Tuesday, January 03, 2006
"It was a blonde. A blonde to make a bishop kick a hole in a stained glass window." - Raymond Chandler
Returning to the noir theme since I have been wrapped up in watching the Sin City dvd extras and the reading one of the original noir guys, Franz K. I ran across this film festival ad on the TCM Channel website. I miss San Francisco and I love the genre of noir and the combination of both was too enticing not to look into. I enjoy a lot of genre fiction and dislike how some of it is relegated to the role of second class citizen of fiction as if it can not arise above a certain 'B' grade status. Granted the genres have to take some of the blame for the shlock that populates it but good writing is good writing nonetheless. The film festival points out a few things to me. This town needs a decent Art House theatre in addition to the existing foreign, independent and the occasional classic film that plays at the Bijou on campus. I don't even like calling it the Bijou because it is just a room with bad sound and a large projection screen at the student union.

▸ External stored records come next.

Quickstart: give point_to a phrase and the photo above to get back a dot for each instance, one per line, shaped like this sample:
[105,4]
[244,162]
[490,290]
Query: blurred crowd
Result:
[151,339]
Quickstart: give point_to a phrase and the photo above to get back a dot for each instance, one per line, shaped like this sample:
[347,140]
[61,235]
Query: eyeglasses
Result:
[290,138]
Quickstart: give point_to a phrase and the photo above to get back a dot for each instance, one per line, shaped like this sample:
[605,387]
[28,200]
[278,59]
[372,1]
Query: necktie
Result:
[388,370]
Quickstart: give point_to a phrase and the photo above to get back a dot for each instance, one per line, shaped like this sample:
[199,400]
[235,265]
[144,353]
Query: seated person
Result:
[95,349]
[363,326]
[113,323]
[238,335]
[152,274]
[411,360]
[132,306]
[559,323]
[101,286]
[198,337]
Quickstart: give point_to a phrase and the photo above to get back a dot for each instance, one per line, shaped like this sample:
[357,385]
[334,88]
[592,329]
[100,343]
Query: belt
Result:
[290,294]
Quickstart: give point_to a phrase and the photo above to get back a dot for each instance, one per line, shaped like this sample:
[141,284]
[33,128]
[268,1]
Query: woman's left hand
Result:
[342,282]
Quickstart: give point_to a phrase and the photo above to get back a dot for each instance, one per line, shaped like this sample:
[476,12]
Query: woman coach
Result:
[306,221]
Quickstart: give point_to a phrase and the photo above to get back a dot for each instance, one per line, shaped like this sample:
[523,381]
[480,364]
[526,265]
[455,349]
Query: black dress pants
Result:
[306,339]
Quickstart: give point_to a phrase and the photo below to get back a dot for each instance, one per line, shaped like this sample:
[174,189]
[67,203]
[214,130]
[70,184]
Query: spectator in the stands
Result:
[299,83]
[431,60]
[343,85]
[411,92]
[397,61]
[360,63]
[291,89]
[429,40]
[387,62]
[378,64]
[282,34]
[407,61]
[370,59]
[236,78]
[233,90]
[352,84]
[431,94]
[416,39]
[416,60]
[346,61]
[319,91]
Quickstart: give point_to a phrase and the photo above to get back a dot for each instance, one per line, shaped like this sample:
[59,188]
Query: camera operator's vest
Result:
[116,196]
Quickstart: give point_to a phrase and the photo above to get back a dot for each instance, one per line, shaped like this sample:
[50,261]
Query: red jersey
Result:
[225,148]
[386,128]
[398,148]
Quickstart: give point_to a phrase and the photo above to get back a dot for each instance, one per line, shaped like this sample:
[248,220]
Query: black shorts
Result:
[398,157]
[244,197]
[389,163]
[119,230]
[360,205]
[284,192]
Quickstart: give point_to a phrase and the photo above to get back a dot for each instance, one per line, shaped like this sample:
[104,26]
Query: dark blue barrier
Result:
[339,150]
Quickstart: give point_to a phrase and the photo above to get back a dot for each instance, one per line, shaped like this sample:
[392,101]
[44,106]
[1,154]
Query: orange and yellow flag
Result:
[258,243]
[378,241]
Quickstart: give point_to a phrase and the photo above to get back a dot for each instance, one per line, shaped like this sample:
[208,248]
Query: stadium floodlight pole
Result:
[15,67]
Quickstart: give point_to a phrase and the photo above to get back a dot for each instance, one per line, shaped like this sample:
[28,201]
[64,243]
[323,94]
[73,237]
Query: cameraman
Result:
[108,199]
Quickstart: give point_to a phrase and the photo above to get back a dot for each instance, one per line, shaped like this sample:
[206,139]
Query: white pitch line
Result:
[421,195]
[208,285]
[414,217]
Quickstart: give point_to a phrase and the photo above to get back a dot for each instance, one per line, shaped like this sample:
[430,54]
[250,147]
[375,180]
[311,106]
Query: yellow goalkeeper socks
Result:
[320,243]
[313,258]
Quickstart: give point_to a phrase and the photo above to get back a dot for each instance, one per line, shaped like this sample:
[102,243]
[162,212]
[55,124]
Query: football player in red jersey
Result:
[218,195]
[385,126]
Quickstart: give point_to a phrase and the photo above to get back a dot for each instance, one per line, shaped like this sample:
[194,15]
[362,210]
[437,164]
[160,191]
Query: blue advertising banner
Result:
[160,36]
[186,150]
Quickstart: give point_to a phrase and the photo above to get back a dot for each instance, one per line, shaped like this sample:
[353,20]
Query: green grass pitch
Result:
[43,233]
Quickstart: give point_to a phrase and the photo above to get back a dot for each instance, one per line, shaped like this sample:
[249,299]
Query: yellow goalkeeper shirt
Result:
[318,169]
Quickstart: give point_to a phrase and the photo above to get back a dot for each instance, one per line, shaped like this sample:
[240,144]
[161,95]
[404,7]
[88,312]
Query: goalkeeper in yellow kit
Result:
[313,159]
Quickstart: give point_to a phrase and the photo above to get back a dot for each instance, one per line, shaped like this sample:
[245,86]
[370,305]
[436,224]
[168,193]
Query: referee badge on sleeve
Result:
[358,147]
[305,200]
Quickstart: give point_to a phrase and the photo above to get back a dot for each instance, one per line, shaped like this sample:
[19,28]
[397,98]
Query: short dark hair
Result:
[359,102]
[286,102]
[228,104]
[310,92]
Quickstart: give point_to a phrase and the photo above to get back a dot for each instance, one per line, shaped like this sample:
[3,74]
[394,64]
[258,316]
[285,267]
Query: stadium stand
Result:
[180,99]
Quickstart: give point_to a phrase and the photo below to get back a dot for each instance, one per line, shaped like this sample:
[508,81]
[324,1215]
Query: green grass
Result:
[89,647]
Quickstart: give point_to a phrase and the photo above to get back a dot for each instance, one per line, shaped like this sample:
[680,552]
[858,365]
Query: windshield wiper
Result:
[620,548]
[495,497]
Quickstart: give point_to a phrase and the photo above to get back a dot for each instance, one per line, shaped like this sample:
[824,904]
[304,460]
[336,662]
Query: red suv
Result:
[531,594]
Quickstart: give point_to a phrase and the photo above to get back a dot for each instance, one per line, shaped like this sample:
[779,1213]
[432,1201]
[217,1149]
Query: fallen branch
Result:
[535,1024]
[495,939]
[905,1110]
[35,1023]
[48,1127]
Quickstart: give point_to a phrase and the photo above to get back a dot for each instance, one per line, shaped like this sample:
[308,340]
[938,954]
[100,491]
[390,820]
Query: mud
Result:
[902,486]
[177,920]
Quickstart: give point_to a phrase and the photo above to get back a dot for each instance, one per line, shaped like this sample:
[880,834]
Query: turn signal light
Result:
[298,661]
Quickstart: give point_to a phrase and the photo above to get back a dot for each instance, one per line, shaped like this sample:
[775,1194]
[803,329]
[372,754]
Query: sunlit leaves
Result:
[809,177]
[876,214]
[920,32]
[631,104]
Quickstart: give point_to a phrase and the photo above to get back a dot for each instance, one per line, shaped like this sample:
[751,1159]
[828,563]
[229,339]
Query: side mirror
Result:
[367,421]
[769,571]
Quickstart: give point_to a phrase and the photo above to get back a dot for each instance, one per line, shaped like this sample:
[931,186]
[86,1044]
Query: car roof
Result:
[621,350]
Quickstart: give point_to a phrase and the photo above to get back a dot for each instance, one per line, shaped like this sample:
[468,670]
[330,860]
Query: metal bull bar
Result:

Raymond Chandler is just simply a great writer despite that he said if his books were any better or any worse he would have never been invited to Hollywood. My favorite film conversion of Phillip Marlowe is Big Sleep with Humphrey Bogart and Lauren Bacall which was reshot to much improvement to highlight the obvious sexual tension between them. The best book with Marlowe is probably The Long Goodbye which has been filmed at least three times, once with Elliot Gould in an Altman film that was 'interesting' in the non-pejorative sense. Okay, there is no such thing but it was fun to watch. If I recall the current governor of California had a slight mumbling role as some mob muscle. Los Angeles is usually the noir scene that comes to mind probably because of Chandler's Marlowe as well James Ellroy's L.A. Confidential quartet, and Walter Mosley's East Rawlins even though one of the best noir characters, Sam Spade, had his office in San Francisco (shared briefly with the unfortunate Lew Archer) in The Maltese Falcon. That is the only Sam Spade novel that Dashiell Hammett wrote however. The hybrid science fiction noir coincided wonderfully in Phillip K. Dick's Do Androids Dream of Electric Sheep but even in the film version of Blade Runner they moved the setting from San Fran to L.A. I never understood why. San Francisco is perfectly insular for a noir setting. More recent takes on this blend include Jonathan Lethem's Gun, With Occasional Music and Richard K. Morgan's Takeshi Kovacs series starting with Altered Carbon. I would have liked to go see the film festival and see some of the rare films scheduled on a decent screen. Nothing better than, to borrow the words of Chandler, when the plot flags to bring in a guy with a gun. Even if he lifted it from Chekov.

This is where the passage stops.